Claro que surgirão inúmeros questionamentos ao procedimento interno que vem sendo adotado pelas Delegacias acima, sobretudo nos campos jurídicos ou até mesmo subjetivo social, onde poderão, talvez, achar que há até desvio ou usurpação de função ou coisa da natureza em face de à autoridade policial não cabe penetrar nos âmagos subjetivos das partes em conflitos, mas apenas apreciação meramente objetiva para fins de, “roboticamente”, procederem apenas à lavratura do TCO, como finalidade precípua de sua função. Puro e irreal equívoco, primordialmente nestes tempos dito hodiernos na acepção mais holística possível, onde a integração interdisciplinar dos saberes, mais precisamente de todas as ciências, é fato indubitável nos tempos atuais, sob pena de se ingressar no rol do arcadismo mais primitivista esposado na história da humanidade pela prática reiterada da redundante forma de pensar tido como mecanizada e tão combatida pelas ciências sociais contemporâneas em virtude da despersonalização do homem e impressão no seu ser de uma mascarada redução de sua própria existência humana num verdadeiro processo de coisificação dita ironicamente “moderna”.

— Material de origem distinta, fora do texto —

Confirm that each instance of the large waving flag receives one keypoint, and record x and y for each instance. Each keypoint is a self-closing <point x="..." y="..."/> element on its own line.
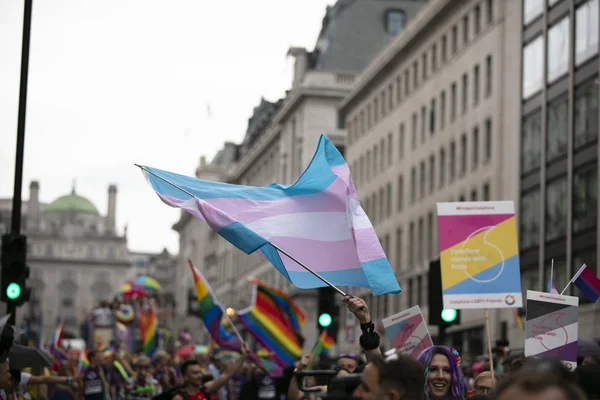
<point x="212" y="315"/>
<point x="275" y="321"/>
<point x="318" y="220"/>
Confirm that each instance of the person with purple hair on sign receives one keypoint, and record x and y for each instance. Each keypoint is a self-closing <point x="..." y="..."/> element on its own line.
<point x="443" y="376"/>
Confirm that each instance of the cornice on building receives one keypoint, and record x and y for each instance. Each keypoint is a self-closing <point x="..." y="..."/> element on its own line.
<point x="387" y="58"/>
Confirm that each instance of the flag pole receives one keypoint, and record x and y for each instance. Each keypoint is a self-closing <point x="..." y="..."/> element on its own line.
<point x="331" y="285"/>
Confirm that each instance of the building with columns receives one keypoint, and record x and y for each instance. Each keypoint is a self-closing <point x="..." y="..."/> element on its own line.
<point x="281" y="138"/>
<point x="77" y="257"/>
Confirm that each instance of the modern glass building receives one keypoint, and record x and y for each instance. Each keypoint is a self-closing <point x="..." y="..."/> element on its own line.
<point x="559" y="144"/>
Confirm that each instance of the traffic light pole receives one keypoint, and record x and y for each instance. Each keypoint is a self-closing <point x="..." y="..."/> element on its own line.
<point x="16" y="206"/>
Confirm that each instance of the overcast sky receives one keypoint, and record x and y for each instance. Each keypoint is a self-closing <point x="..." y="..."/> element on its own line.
<point x="113" y="82"/>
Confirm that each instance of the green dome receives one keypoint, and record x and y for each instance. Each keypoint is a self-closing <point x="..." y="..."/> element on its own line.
<point x="72" y="203"/>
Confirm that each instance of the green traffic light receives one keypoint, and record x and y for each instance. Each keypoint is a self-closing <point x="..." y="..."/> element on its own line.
<point x="13" y="291"/>
<point x="324" y="320"/>
<point x="449" y="315"/>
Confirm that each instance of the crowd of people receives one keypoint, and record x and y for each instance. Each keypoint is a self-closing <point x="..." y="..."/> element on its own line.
<point x="438" y="374"/>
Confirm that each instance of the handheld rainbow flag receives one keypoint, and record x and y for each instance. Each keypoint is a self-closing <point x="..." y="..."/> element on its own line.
<point x="275" y="321"/>
<point x="319" y="219"/>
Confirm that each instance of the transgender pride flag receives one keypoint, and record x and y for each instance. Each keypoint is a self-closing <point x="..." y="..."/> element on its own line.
<point x="317" y="220"/>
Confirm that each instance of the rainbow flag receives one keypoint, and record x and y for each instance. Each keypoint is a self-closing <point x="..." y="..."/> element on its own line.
<point x="212" y="315"/>
<point x="588" y="283"/>
<point x="275" y="321"/>
<point x="211" y="312"/>
<point x="318" y="219"/>
<point x="149" y="328"/>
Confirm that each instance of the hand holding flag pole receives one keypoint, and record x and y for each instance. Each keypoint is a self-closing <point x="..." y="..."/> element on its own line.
<point x="337" y="289"/>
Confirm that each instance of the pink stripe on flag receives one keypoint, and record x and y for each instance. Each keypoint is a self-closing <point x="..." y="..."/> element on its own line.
<point x="368" y="245"/>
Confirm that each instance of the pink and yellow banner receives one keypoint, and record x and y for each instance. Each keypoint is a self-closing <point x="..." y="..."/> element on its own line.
<point x="479" y="255"/>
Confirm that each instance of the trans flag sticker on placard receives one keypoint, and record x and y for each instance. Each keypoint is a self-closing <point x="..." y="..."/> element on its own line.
<point x="479" y="255"/>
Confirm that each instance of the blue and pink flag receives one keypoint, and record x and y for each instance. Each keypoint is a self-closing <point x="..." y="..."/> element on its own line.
<point x="317" y="220"/>
<point x="588" y="283"/>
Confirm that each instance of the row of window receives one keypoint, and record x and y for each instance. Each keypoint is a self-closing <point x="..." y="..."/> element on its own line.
<point x="406" y="82"/>
<point x="585" y="120"/>
<point x="558" y="49"/>
<point x="585" y="208"/>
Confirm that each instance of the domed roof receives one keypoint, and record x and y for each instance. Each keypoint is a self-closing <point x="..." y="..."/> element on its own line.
<point x="72" y="203"/>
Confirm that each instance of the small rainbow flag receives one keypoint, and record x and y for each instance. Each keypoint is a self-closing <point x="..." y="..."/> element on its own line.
<point x="275" y="321"/>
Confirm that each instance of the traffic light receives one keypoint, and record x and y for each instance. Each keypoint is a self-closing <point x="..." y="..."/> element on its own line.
<point x="13" y="285"/>
<point x="438" y="315"/>
<point x="328" y="312"/>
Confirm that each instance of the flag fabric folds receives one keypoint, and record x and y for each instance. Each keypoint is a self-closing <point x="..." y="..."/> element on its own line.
<point x="212" y="315"/>
<point x="274" y="321"/>
<point x="317" y="220"/>
<point x="588" y="283"/>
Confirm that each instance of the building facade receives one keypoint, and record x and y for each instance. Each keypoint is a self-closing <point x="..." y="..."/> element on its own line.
<point x="434" y="118"/>
<point x="76" y="256"/>
<point x="282" y="136"/>
<point x="559" y="146"/>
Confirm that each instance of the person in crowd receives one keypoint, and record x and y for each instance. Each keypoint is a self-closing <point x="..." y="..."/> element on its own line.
<point x="194" y="386"/>
<point x="444" y="379"/>
<point x="484" y="383"/>
<point x="539" y="379"/>
<point x="398" y="377"/>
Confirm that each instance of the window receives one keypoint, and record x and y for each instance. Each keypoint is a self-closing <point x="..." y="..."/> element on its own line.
<point x="476" y="85"/>
<point x="529" y="220"/>
<point x="454" y="39"/>
<point x="558" y="127"/>
<point x="463" y="154"/>
<point x="411" y="244"/>
<point x="556" y="209"/>
<point x="531" y="142"/>
<point x="474" y="195"/>
<point x="432" y="117"/>
<point x="487" y="151"/>
<point x="400" y="201"/>
<point x="486" y="192"/>
<point x="423" y="123"/>
<point x="442" y="167"/>
<point x="401" y="141"/>
<point x="394" y="21"/>
<point x="586" y="113"/>
<point x="477" y="17"/>
<point x="413" y="185"/>
<point x="430" y="235"/>
<point x="422" y="180"/>
<point x="388" y="195"/>
<point x="558" y="50"/>
<point x="414" y="131"/>
<point x="475" y="144"/>
<point x="532" y="9"/>
<point x="399" y="241"/>
<point x="488" y="75"/>
<point x="585" y="199"/>
<point x="465" y="93"/>
<point x="453" y="101"/>
<point x="442" y="109"/>
<point x="390" y="149"/>
<point x="431" y="173"/>
<point x="586" y="31"/>
<point x="420" y="240"/>
<point x="532" y="67"/>
<point x="444" y="48"/>
<point x="452" y="161"/>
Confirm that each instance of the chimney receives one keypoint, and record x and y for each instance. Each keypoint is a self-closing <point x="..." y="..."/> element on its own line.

É evidente a imprescindibilidade de as instâncias superiores da Polícia Civil abraçarem essa causa e, promoverem, através de uma articulação interinstitucional com a Secretaria de Segurança Cidadã, para que esta, por meio da Academia da Policia Civil, realize em caráter emergencial um Curso específico de “Mediação ou Conciliação” para todas as Autoridades Policiais integrantes da corporação Polícia Civil do estado. Entendo que grandiosos frutos poder-se-ão se usufruir com essa iniciativa.

Caso tome corpo tal procedimento, ganhar-se-á a sociedade, a própria instituição “Polícia Civil” e elevar-se-á a representatividade do conceito das Autoridades Policiais perante a opinião pública como um todo, primordialmente na quebra do tabu estigmatizador histórico por que carrega o cargo de Delegado de Polícia à luz das nefastas adjetivações oriundas dos antigos DOPS ou órgãos correlatos, por que passaram diversos os órgãos de Segurança Pública, ocasiões em que desviaram suas funções e os puseram no rol de serviços prestados pelos famosos órgãos da repressão registrados na histórica política deste país. Tudo para que, inegavelmente e de forma atual e criticamente moderna, se possa estabelecer uma verdadeira e compromissada maneira de se rebuscar a composição prévia dos conflitos sob apreciação dos Delegados de Polícia, nas hipóteses correlatas aos crimes de menor potencial ofensivo, usando, obviamente, não as vias tidas como convencionais oriundas das formalidades rígidas legais, mas primeiramente pela apreciação humana da real causa que levou dois seres humanos se confrontarem ou se agredirem mútua ou unilateralmente, onde, outros instrumentos não se usarão senão a voz, a paciência e a compreensão que todos somos portadores do vírus da reação irracional, às vezes, como simples defesa, diante de uma afronta instintiva do “outro” ser, que, adormecidamente está dentro de todos nós.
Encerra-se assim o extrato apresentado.